Older operator interfaces have monochromatic keypad displays and provide a slow update time for viewing critical data. These controllers do not offer a way to automate press runs, thus manual instructions need to be entered each time a job is set up. An all-manual set up increases cycle time length and the likelihood of errors due to the manual reprogramming required for each job.
Presses of a decade ago may include a manual proximity switch for the function of positioning on reversal, a critical process for producing accurate parts. This manual switch is only as accurate as the human hand is steady, meaning parts may eventually fall out of tolerance.
Older presses that required accurate position control were designed with small proportional directional valves that provide a slow penetration speed into the part in order to achieve reversal position. Achieving positional accuracy with old valves is difficult. Modern servo-quality proportional directional valves can achieve positional accuracy with very high flows because of the response time of the valve.

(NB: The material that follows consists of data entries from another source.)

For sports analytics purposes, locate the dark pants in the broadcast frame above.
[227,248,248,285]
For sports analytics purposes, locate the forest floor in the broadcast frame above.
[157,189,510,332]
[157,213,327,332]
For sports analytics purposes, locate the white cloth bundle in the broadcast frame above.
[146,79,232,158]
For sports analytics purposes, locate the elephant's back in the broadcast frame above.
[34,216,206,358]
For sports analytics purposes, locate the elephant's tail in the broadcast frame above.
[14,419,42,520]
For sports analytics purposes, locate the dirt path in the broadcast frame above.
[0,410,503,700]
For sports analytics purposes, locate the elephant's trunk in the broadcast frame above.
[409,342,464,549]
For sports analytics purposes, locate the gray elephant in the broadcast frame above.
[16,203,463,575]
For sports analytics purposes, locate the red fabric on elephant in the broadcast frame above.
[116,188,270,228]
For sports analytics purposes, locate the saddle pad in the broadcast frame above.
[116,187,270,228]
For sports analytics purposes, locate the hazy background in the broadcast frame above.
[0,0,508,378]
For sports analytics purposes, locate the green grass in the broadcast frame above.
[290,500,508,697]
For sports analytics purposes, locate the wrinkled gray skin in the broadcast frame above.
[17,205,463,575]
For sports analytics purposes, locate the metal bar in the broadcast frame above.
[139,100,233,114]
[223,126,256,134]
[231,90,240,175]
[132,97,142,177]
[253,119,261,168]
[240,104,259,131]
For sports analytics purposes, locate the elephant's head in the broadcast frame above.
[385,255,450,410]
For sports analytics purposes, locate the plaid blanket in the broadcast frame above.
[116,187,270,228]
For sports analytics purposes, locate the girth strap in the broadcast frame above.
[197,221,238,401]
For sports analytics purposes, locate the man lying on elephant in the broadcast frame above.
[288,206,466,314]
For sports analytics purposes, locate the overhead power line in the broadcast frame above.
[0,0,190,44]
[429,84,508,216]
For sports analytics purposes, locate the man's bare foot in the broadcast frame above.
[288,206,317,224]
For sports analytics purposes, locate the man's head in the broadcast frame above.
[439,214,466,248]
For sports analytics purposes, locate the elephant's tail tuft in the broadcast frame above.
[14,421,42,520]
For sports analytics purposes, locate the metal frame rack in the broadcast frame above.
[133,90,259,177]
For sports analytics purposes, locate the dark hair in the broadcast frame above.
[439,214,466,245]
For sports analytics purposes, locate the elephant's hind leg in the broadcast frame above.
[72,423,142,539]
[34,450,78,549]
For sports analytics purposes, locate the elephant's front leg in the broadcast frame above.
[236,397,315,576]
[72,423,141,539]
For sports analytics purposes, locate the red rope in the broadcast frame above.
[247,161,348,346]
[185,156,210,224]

Aging pumps, motors and even hydraulic fluids are simply not efficient by today’s standards. Due to enhancements and new options, older power units may also not be economical as new equipment – and as shops grow and add larger presses, the amount of power needed for consumption increases.
Safety is another important area that may need updating. Upgrading to ANSI B11.2-1995 (R2010) and adding light curtains allows the press to be run by an auxiliary piece of equipment (like a feeder or foot switch) to reduce cycle time.
Significant improvements that are now available in press technology make modern hydraulic presses faster and more reliable than ever before. The technology has gone through constant change in the last decade as PLCs and other electronically-based controls have improved speed and flexibility.
To reduce cycle times and improve part quality, better valves and high performance PLCs provide faster speeds and excellent positional accuracies. Servo-quality proportional valves have fast response times, even in larger size valves that can handle the required flow and faster cycle times.
Proportional valves offer a better level of control over older servo valves without the sensitivity to contamination that can lead to maintenance issues. And the newest PLCs have scan times that are fast enough to achieve ±.001 in positional accuracy with a D08 size valve and provide monitoring of the linear transducer to achieve the reversal/positional accuracy of the press. The controllers offer high speed rapid advance ramp coupled with the ability to manage the increased speed.
With new valves and PLCs cycle times can be improved using simpler circuits that are easier to troubleshoot. Variable displacement piston pumps allow flow and pressure to be controlled directly at the pump, simplifying the hydraulic circuit as well as optimizing horsepower to improve the circuit’s efficiency. Increasing circuit efficiency reduces wear on the oil and hydraulic components, resulting in a much lower maintenance burden.
Through touch screen press controls all press set points, including those for top stop, slowdown and reversal, can be easily changed to eliminate the need for time-consuming manual adjustments. This “closed-loop” system always adjusts itself against stored parameters. A control’s artificial intelligence can even reject incorrect settings to prevent costly accidents.
Ram position is tracked by a linear transducer that rarely needs calibrating. The control can be integrated with a precision digital control system that enables actual position accuracies of ±.001 in and reversal at ± 1 percent specified tonnage.
Repeatability has drastically improved by using new PLCs and valves. Press operators can now store multiple programs or “recipes” which can be accessed as needed versus manually entering the parameters each time a new job is run. This new automatic process may eliminate the need for a set up operator to be involved in the job, requiring only the press operator to call up a program that already has values set and checked by performing qualifying run-offs.